Bloom had set me up in the alley, back when she popped up to save me from Lynch. It was all so I would trust her, the Good Samaritan con, so she would be able to intercept me when I tried to go to the law. She had set me up at the Four Seasons. She must have known Annie would see us. And this morning, she had gone out of her way to break up my relationship with Annie beyond fixing. I’d like to think I’m just catnip for the ladies, but there was something more going on. Why salt the earth? So I would have no legit life to go back to?

“Tell me one thing,” I said. “Why me? You must have half a dozen crews who could pull off something like this. Why bring in an amateur? Why am I so goddamned special?”

“Don’t sell yourself short, Mike,” she said. “You’re the right man for the job. I told you. This is just business.”

She and her men left, then shut and locked the door.

I LEANED OUT
over the twelve-story drop, my hands gripping the rail behind me. It had seemed like a much better plan this afternoon. I stood on the edge of the terrace, outside the railing, like a kid too scared to plunge into the water after his friends. I turned, grabbed the vertical bars, and started to lower myself. Dangling from the bottom of the railing, my feet were still six inches from the railing below.

At least it was better than sitting trapped inside that apartment, feeling numb, unable to think about anything but the fact that Annie was gone for good.

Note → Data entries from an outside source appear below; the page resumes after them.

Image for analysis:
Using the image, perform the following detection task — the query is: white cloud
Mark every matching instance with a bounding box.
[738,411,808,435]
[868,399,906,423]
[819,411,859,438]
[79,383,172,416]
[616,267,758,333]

The man in glasses was guarding my room, posted just outside the door. I had tried to stall by saying I needed gear and maps from my house for the heist. But they must have broken into my place the night before. Everything from my office was at the apartment complex, in file boxes in a room down the hall.

They seemed to control the whole floor. I had heard a tenant below me, watching basketball all afternoon. After dinner, once his apartment went quiet and I could see there were no lights on, I slipped out onto the terrace. It was recessed into the side of the building.

I didn’t want to escape, but I needed a few items before we headed up to New York, and now seemed to be my only chance.

I let go with my right hand and gripped the edge of the cement floor of my terrace. I brought my left hand down. I had my toes on the railing of the downstairs apartment terrace, but I was angled back, leaning out over the drop. A cold gust pulled me back.

The stretching tore at my stitches. My hands were slick with sweat, and the cement edge was slipping past my second knuckles. I let go with my left hand and began to teeter back toward the cement sidewalk a hundred and fifty feet below. I dragged my left hand on the underside of my terrace, uselessly, as I began to fall, and then against the brick wall on the side of the terrace below.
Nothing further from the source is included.